As contas no UBS foram abertas por Santos Silva com dinheiro que os investigadores suspeitam ser do ex-primeiro-ministro e com origem ilícita.
Uma delas reporta-se a dinheiro colocado naquele banco até 2005 – cerca de 500 mil euros -, em nome de uma offshore titulada por Santos Silva. A quantia foi transferida nesse ano para Portugal, para o BES, ao abrigo do primeiro Regime Extraordinário de Regularização Tributária (RERT I), um perdão fiscal para quem tinha dinheiro escondido no estrangeiro.

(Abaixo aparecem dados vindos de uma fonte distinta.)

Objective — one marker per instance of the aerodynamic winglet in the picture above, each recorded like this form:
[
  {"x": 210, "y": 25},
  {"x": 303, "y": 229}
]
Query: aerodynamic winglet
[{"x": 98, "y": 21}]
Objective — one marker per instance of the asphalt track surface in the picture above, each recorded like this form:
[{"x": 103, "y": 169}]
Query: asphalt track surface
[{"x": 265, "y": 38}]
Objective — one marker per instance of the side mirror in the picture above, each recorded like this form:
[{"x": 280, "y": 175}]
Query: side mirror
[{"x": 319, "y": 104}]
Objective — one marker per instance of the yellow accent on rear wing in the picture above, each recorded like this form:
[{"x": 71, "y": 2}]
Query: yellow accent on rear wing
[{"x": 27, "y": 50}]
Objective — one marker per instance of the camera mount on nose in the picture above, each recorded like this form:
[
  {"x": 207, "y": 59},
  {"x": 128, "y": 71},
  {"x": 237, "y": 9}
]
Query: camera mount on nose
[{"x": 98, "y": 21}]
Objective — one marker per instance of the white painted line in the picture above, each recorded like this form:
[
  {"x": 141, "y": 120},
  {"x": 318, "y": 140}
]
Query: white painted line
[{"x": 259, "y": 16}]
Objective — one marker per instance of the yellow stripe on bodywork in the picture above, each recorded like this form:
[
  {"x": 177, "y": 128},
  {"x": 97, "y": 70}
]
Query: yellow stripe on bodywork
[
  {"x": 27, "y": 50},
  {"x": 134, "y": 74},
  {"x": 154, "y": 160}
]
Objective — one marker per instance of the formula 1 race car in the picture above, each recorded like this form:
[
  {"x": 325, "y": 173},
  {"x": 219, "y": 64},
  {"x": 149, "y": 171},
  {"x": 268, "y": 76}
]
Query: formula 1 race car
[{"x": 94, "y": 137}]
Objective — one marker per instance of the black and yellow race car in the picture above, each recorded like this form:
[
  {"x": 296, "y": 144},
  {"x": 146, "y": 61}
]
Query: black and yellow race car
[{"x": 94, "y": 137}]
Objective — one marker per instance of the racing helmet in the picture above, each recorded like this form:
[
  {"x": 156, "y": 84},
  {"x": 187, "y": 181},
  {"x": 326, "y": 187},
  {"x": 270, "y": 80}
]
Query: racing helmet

A segunda conta é a referente aos mais de 20 milhões de euros que a investigação suspeita serem 'luvas' acumuladas entre 2005 e 2009, também em nome de uma offshore titulada por Santos Silva. Esse dinheiro foi igualmente transferido para Portugal, ao abrigo do segundo perdão fiscal – o RERT II, de 2010, decidido pelo próprio Governo de José Sócrates. Recorde-se que, para regularizar o dinheiro, e segundo as regras deste RERT, Santos Silva pagou um imposto de apenas 5% (cerca de um milhão de euros), quando em condições normais teria de pagar 50% (10 milhões).
Muito antes da detenção do ex-líder socialista, o Ministério Público (MP) português enviou cartas rogatórias para a Suíça, solicitando ao congénere helvético o acesso ao histórico de movimentos das referidas contas. Mas as autoridades daquele país, devido ao procedimento habitual nestes casos – em que o titular da conta é notificado para se pronunciar sobre o pedido judicial de quebra do sigilo bancário – só diligenciaram nesse sentido após a detenção do ex-primeiro-ministro.
Quando foi notificado, Santos Silva, através de representantes, deduziu oposição ao pedido, invocando os direitos ao sigilo e à reserva da vida privada. Conforme determina a lei suíça, tudo isto ficou registado num processo, em que, já com os dados na sua posse, as autoridades convidam as partes (MP e titular da conta) a fazerem as suas alegações. Segundo o SOL apurou, o pedido acabou por ser aceite e as informações já foram enviadas para Portugal – à semelhança, aliás, do que tem acontecido noutros processos, como o Monte Branco.
Os movimentos dessas contas são fundamentais para a investigação, nomeadamente para provar o crime de corrupção. No processo, estão em causa factos ocorridos nos dois mandatos do ex-primeiro-ministro (2005-2009 e 2009-2011) e não anteriores a 2005, como deu a entender há uma semana João Araújo, advogado de José Sócrates, numa entrevista à TVI. O advogado afirmou então que “a janela temporal [a que se referem os alegados crimes de corrupção] não bate certo com José Sócrates/primeiro-ministro”.
Os recursos dos arguidos da Operação Marquês contestando a investigação e as medidas de coacção foram distribuídos esta segunda-feira, através de sorteio electrónico, no Tribunal da Relação de Lisboa. O de Sócrates será apreciado pelos desembargadores Agostinho Torres (relator) e João Carrola (adjunto). O de Carlos Santos Silva foi atribuído à juíza Maria da Graça Santos Silva (sendo o mesmo apelido uma mera coincidência) e o do advogado Gonçalo Trindade Ferreira será decidido pelo juiz Ricardo Cardoso.
Em cada caso, o MP na Relação tem 10 dias para se pronunciar, cabendo depois à defesa outros 10 dias para contra-alegar.